Dr. Octo Barnett of the Laboratory of Computer Science at Massachusetts General Hospital, Boston, Massachusetts on September 26, 1966 authored a report for the NIH (National Institutes of Health), Division of Research Grants Computer Research Study Section. The topic the report addressed was - "computer applications in medical communication and information retrieval systems as related to patient care and medical record." Dr. Barnett argues that information processing plays a central role in healthcare. Diagnosis and treatment he argues are an "iterative process" consisting of a "sequence of acts of information processing" starting from collecting a patient’s history to prescribing a treatment regimen.
seven categories of problems
The report detailed seven categories of problems that confronted research and development efforts in the field of healthcare "automated information communication systems".
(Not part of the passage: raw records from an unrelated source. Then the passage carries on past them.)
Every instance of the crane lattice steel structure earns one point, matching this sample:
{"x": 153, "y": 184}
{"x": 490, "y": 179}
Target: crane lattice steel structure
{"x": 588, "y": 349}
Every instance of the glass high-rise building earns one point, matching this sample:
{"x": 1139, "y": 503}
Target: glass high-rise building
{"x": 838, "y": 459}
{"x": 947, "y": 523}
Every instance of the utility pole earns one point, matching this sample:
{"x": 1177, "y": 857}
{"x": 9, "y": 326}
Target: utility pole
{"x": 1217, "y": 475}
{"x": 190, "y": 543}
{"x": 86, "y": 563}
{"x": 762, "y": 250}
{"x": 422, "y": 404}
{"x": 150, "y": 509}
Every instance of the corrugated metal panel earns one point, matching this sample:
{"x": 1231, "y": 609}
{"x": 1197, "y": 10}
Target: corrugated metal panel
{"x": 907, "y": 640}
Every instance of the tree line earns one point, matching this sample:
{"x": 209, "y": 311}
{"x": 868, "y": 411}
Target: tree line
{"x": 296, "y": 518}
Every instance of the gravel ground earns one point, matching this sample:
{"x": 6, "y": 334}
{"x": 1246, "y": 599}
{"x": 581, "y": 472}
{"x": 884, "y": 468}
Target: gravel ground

The seven categories identified were:
- system analysis: organizational culture and personnel to study health care processes through formal methods of analysis
- limitation of computer technology
- personnel requirements: lack of trained personnel for researching and implementing health information system projects
- utilization of hospital as a lab: futility of setting up parallel testing environment to gauge effects in real world environments
- evolutionary approach: iterative approach to system development
- terminal development: rapid and user friendly data entry mechanisms
- transferability: reuse and knowledge diffusion
The report also alludes to the unique nature of the healthcare industry and why industrial practices from other sectors cannot be applied to healthcare, carte blanche. Finally, the report lays out recommendations for hospitals and the Public Health Service for supporting, funding, and staffing research and developments efforts in health information systems.
Dr. Barnett’s report was prescient on the challenges that the health informatics community would face. The need for enterprise-wide information systems (e.g. EMR) instead of just narrow and specialized departmental systems, the need for multi-disciplinary training in information systems and healthcare to address the problem of chronic shortage of informatics workers*, the need for systematic and iterative approach to deployment and development of health information systems, the need for user friendly UI’s ["terminal development"], and the need for building re-usable components ["transferability’] are all relevant and actively debated issues today.
- "Probably the greatest single limiting factor that curtails rapid development in the application of computers to patient care is the unavailability of competent and experienced personnel."